Dr Shigeru Omi, the deputy chief of the government expert panel on coronavirus response, has stressed that the nature of the novel virus at this point in time is that it is impossible to reduce the level of transmission to zero. “Small surges in cases had already been anticipated,” Omi added.
Now, there is no imminent state of emergency in Japan because the bottom line is that the country must quickly move to respond to the situation. Another important point is to avoid the further spread of the pathogen by identifying the chains of transmission.

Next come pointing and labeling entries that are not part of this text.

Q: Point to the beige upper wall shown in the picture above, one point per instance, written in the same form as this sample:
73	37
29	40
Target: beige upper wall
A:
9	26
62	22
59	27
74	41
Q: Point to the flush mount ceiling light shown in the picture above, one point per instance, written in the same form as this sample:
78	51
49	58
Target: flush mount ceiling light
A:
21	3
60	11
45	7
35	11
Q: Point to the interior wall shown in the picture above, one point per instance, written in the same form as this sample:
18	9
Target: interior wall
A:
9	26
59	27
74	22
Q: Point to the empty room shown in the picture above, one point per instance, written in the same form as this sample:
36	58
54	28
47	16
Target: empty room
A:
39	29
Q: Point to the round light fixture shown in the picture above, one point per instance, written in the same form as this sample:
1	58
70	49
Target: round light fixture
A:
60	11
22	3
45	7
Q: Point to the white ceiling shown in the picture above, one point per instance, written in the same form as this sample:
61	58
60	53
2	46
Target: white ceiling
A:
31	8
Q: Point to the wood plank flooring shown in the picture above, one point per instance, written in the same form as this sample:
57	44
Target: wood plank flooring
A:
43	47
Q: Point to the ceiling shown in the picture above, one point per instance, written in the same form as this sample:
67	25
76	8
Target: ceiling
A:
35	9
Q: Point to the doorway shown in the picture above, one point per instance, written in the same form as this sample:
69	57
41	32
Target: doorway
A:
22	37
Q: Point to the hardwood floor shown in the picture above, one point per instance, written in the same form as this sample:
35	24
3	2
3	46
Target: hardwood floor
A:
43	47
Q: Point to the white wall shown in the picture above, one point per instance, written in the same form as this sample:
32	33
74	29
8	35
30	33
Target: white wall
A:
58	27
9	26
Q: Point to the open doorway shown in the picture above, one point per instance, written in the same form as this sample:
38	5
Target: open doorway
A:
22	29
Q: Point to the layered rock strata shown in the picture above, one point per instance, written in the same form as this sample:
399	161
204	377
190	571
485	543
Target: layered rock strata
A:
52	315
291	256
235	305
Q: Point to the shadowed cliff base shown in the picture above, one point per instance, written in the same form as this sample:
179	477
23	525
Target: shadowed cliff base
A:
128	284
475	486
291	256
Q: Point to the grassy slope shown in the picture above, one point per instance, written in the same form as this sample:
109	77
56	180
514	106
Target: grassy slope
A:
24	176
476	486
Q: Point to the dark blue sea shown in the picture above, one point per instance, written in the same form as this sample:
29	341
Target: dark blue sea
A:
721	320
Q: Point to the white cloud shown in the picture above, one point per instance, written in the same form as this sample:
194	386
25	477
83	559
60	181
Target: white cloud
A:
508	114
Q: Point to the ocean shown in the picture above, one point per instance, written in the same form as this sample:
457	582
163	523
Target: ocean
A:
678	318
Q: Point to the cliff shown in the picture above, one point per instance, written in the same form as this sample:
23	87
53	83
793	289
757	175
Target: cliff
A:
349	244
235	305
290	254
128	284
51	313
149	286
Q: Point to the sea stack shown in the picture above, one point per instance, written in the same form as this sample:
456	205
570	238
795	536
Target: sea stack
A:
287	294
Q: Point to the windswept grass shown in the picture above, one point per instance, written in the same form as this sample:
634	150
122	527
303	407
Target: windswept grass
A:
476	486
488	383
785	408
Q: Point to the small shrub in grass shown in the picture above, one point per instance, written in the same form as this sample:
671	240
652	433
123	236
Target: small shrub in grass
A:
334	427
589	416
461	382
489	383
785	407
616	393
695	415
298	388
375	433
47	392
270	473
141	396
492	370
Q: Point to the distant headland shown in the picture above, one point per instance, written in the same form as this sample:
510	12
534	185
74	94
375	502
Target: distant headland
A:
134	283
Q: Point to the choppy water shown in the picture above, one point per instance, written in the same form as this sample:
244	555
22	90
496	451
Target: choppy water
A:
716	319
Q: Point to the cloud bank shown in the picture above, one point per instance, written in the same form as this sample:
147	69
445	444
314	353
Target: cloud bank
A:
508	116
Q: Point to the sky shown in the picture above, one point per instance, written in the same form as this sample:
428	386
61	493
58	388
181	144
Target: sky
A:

But for all of Japan’s best efforts, about one in three cases in Kitakyushu’s second wave has no known transmission links. Clusters have also occurred at two hospitals and one elderly home.
Since Tuesday last week, Tokyo has recorded 124 new cases, of which one in four were staff or customers at entertainment districts. In Tokyo, 12 of the 34 new cases yesterday are untraced.
Meanwhile, Tokyo on Monday began Phase Two of its three-part plan to reopen businesses. In phase one, museums, libraries and schools were allowed to open. During the second phase, shutdown requests for cinemas, gyms and department malls planned to be lifted in the capital city.